LONDON (Reuters) – Foreign direct investment (FDI) into Europe fell 4% last year, with Germany seeing a sharp 12% drop in projects amid concern over its economic slowdown and energy security, a survey by professional services group EY found.

It was the first annual fall in the number of European FDI projects registered since the COVID-19 pandemic, after gains seen in both 2021 and 2022. Foreign investment into the region is now 14% lower than at its peak in 2017.

Companies surveyed cited volatile energy prices, turbulent domestic politics and the steady stream of new European regulation in areas ranging from artificial intelligence, sustainability and data protection among their concerns.

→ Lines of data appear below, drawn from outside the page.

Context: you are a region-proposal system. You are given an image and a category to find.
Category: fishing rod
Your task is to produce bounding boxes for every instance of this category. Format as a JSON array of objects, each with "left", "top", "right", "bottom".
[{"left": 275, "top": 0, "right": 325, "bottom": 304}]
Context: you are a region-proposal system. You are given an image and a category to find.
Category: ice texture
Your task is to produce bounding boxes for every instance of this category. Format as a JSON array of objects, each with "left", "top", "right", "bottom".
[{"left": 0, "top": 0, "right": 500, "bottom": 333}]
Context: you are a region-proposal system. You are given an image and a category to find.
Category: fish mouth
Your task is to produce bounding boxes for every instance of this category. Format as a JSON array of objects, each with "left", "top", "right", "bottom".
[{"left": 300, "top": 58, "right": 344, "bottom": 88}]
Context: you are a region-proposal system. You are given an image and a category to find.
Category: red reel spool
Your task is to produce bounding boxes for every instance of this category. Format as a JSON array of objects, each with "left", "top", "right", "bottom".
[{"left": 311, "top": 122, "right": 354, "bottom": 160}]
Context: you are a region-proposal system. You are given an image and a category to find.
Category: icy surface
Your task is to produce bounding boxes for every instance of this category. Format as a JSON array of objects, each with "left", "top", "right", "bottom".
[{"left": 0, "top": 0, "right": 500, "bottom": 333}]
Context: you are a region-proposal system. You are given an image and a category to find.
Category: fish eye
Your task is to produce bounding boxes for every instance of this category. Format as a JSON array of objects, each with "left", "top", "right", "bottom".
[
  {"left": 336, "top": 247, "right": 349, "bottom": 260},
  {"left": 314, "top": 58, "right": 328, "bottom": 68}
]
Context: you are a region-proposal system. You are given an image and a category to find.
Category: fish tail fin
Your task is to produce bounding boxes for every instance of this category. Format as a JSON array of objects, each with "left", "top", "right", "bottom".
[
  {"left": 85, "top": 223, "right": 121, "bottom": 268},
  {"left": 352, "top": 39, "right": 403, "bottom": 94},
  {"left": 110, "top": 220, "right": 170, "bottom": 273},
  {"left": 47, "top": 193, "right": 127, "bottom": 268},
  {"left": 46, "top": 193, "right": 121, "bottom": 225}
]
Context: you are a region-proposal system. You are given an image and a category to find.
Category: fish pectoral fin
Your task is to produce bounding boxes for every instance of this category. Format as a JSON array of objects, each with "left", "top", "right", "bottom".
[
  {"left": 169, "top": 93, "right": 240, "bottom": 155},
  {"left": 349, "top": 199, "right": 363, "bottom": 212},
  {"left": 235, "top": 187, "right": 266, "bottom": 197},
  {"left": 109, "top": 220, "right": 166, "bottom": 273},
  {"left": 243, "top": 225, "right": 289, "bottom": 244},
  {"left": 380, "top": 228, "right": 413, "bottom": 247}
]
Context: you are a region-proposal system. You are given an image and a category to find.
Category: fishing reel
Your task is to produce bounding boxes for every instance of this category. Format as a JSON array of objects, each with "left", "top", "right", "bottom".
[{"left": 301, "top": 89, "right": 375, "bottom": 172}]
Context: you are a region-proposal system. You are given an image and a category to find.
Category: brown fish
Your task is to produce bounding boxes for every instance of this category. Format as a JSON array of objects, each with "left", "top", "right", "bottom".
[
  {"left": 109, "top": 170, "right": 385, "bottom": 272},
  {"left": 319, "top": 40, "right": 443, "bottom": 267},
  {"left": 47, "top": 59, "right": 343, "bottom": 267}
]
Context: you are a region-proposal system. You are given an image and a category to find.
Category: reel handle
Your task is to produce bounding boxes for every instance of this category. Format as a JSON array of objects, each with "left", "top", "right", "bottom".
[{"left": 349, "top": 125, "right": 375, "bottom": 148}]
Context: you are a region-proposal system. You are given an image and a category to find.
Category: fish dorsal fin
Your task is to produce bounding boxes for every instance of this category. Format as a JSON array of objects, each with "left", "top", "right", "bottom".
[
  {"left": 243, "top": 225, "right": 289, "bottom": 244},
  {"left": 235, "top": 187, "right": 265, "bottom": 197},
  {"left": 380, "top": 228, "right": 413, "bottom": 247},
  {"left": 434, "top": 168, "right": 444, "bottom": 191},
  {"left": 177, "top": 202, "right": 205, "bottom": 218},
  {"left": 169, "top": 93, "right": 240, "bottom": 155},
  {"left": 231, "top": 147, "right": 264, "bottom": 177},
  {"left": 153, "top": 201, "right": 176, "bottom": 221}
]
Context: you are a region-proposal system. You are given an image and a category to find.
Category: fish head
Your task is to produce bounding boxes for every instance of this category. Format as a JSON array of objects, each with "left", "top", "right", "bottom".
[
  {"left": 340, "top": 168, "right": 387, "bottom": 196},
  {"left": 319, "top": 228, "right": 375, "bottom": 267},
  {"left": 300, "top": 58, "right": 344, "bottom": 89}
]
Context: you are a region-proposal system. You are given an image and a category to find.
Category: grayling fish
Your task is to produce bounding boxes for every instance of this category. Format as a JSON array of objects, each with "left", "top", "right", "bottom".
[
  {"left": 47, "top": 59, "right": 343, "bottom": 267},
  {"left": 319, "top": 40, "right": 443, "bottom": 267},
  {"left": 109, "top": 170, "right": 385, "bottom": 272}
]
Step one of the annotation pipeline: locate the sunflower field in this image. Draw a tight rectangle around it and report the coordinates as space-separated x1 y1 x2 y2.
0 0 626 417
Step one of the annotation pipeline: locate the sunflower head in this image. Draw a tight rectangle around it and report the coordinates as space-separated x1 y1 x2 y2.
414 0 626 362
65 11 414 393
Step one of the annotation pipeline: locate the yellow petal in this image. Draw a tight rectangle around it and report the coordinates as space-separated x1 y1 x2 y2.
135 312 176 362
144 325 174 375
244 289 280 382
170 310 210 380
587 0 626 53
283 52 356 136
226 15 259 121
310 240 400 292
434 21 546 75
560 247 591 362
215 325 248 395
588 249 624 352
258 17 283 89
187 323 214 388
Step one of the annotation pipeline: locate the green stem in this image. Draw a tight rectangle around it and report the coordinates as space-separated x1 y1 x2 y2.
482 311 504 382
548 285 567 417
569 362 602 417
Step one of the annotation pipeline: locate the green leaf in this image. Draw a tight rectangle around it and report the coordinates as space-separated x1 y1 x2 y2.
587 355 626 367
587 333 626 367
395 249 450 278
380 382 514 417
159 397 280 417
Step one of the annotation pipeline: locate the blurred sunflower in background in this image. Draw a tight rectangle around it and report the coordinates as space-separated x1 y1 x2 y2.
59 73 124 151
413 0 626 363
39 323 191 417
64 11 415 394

EY EMEIA Area Managing Partner Julie Teigland said the sheer pace of regulation coming on-stream was creating daunting compliance challenges in particular for smaller companies.

“The last 12 months will go down as probably the largest period of regulation in EU history,” said Teigland.

“We are not saying regulation is bad … but allowing SMEs (small and medium-sized enterprises) the time to deal with it is going to be important,” she added.

European Union leaders agreed in principle this month to a wide-ranging set of reforms aimed at revitalising the bloc’s economy but exposed differences on freeing up the money required to do so.

Those reforms ranged from deepening the EU’s single market and fostering more research to creating a unified energy market.

In the EY survey, France topped the foreign investment list even though its tally of investment projects fell by 5% – albeit still creating 4% more jobs compared to the year before.

Britain overtook Germany for second place, seeing a 6% gain in FDI projects in 2023. That came after a comparable fall the year before amid concerns about trade snags and labour shortages linked in part to Brexit.

The war between Russia and Ukraine hit FDI in bordering countries hard: Romania saw a 13% fall, Finland 32%, Latvia 31% and Lithuania 40%.